松本市
僕にとって、長野県松本市は非常にノスタルジーを感じる土地だ。大学生時代に所属していたワンダーフォーゲル部という怪しい部活では、毎年夏になると夏合宿に出かけていた(夏になると春合宿に出かけていたら、もっと怪しい部活だったと思う)。
夏合宿では大抵、日本アルプスの山々を1週間くらい縦走していた。何パーティーかに分かれて山に入るので、それぞれの山行が終わった後の待ち合わせ場所として選ばれていたのが松本市だった。

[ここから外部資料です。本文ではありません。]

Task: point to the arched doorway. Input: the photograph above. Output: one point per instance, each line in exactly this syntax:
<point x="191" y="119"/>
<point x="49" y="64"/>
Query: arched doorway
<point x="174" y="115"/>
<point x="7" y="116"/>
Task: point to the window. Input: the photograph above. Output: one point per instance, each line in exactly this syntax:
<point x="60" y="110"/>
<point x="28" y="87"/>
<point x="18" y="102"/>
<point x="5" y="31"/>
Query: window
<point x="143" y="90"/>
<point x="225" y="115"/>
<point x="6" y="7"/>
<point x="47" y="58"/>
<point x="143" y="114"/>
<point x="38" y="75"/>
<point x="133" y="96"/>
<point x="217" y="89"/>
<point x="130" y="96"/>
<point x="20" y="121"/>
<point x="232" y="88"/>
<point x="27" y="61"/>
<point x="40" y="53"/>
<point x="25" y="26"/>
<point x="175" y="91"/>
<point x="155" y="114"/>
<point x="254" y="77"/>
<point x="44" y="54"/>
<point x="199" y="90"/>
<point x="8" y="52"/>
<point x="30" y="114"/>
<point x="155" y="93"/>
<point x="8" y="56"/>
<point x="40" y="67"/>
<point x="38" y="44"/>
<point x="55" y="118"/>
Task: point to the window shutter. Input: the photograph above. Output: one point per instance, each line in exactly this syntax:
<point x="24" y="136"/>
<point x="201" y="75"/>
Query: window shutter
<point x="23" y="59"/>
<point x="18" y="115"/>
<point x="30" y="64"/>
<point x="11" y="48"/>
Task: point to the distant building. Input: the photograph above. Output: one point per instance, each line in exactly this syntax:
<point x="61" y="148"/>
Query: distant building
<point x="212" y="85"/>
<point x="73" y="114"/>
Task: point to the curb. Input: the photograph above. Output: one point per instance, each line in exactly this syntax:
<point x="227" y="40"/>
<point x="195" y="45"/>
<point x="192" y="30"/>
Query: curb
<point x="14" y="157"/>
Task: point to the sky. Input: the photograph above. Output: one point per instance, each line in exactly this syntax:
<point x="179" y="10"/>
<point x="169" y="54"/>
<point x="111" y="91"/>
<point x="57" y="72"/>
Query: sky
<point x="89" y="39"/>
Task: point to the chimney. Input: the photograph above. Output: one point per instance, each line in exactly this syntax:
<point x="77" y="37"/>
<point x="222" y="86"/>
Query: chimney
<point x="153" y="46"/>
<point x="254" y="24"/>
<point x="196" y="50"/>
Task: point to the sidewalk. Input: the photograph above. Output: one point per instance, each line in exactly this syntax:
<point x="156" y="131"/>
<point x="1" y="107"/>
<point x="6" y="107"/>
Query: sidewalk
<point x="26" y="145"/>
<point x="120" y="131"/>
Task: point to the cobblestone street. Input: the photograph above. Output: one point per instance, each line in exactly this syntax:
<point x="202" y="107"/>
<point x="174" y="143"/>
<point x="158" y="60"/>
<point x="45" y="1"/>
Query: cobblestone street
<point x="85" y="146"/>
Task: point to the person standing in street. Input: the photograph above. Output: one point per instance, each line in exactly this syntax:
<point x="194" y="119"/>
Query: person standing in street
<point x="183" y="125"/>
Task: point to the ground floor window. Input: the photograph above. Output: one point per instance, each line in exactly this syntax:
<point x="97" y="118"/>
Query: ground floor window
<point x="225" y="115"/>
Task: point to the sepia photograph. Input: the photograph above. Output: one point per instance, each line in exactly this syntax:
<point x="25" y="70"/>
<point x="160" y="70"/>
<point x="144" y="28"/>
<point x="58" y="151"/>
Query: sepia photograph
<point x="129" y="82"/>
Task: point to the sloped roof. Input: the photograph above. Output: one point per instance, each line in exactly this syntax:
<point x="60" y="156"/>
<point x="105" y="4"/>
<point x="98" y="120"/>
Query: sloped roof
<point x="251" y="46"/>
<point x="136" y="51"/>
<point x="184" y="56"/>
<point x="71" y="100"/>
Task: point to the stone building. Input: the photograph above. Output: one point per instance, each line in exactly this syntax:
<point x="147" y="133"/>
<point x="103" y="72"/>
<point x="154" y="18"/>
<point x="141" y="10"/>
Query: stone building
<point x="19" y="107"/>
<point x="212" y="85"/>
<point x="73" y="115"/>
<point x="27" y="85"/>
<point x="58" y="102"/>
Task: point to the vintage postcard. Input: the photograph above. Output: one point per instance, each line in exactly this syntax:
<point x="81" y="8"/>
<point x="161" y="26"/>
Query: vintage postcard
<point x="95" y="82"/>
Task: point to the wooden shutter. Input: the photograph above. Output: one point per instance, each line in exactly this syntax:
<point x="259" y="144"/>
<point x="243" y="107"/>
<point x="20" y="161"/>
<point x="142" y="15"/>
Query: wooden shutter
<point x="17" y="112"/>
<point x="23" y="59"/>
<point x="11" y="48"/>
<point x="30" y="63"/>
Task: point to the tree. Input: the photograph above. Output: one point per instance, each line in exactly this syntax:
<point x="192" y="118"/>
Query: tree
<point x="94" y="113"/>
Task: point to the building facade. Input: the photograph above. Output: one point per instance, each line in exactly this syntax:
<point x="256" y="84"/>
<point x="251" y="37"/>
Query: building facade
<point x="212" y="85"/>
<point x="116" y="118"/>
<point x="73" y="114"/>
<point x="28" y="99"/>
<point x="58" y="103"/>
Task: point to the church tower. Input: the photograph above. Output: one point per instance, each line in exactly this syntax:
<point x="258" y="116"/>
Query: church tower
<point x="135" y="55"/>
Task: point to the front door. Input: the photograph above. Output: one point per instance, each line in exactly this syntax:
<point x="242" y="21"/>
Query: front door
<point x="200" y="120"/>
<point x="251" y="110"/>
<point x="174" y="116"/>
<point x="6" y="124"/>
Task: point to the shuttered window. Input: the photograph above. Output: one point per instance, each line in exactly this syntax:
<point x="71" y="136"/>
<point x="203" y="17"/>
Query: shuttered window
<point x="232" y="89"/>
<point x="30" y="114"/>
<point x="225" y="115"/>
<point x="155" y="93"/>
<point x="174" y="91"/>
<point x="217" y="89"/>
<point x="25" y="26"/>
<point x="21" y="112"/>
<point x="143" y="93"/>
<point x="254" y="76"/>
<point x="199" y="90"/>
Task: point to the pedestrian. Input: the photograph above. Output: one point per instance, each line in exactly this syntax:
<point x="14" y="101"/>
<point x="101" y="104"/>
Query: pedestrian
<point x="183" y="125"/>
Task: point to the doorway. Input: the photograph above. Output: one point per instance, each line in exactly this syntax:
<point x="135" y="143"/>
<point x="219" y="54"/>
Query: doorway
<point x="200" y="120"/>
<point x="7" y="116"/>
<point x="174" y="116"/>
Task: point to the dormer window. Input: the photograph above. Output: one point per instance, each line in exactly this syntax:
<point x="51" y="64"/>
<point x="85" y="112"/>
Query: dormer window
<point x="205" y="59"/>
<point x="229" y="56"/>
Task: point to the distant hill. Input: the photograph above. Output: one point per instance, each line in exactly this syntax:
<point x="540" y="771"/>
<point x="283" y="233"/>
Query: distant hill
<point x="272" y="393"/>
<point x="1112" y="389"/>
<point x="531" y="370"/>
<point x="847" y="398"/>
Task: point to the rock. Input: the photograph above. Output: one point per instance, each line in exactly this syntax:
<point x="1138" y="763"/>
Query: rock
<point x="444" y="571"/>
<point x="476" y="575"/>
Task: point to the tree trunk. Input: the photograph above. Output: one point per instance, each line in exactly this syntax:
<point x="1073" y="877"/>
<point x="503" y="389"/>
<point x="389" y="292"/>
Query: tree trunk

松本市には、登山シーズンになると多くの登山客が訪れている。そのため、駅前や公園で登山者が野宿していてもわりとOKな雰囲気があって居心地が良かった。懐の深い土地なのだ。
我らがワンダーフォーゲル部は、県(あがた)の森公園という、松本駅から徒歩約20分の場所を、毎年の集合地点と決めていた。天候やら体調やらの関係で、下山するタイミングは、それぞれのパーティーによって前後するので、早く下山したパーティーは後から下りてくるパーティーを待つために何日も公園に滞在することになる。
僕が大学1年生のときは、県の森公園に1週間も寝泊りした。夜になったら公園の地べたにキャンプマットを敷き、そのまま寝る。朝になったらまぶしい日差しと蝉の鳴き声で目覚め、きらきら輝く空気と緑がまぶしい芝生を尻目に近所の浮浪者達と東屋の椅子を巡って争ったりした。ああ、ノスタルジーである。あの日々はもう帰ってこないが、似たような思い出はこれからも見つけられるだろう。でもいつかは、松本市に住んでみたいな、とも思う。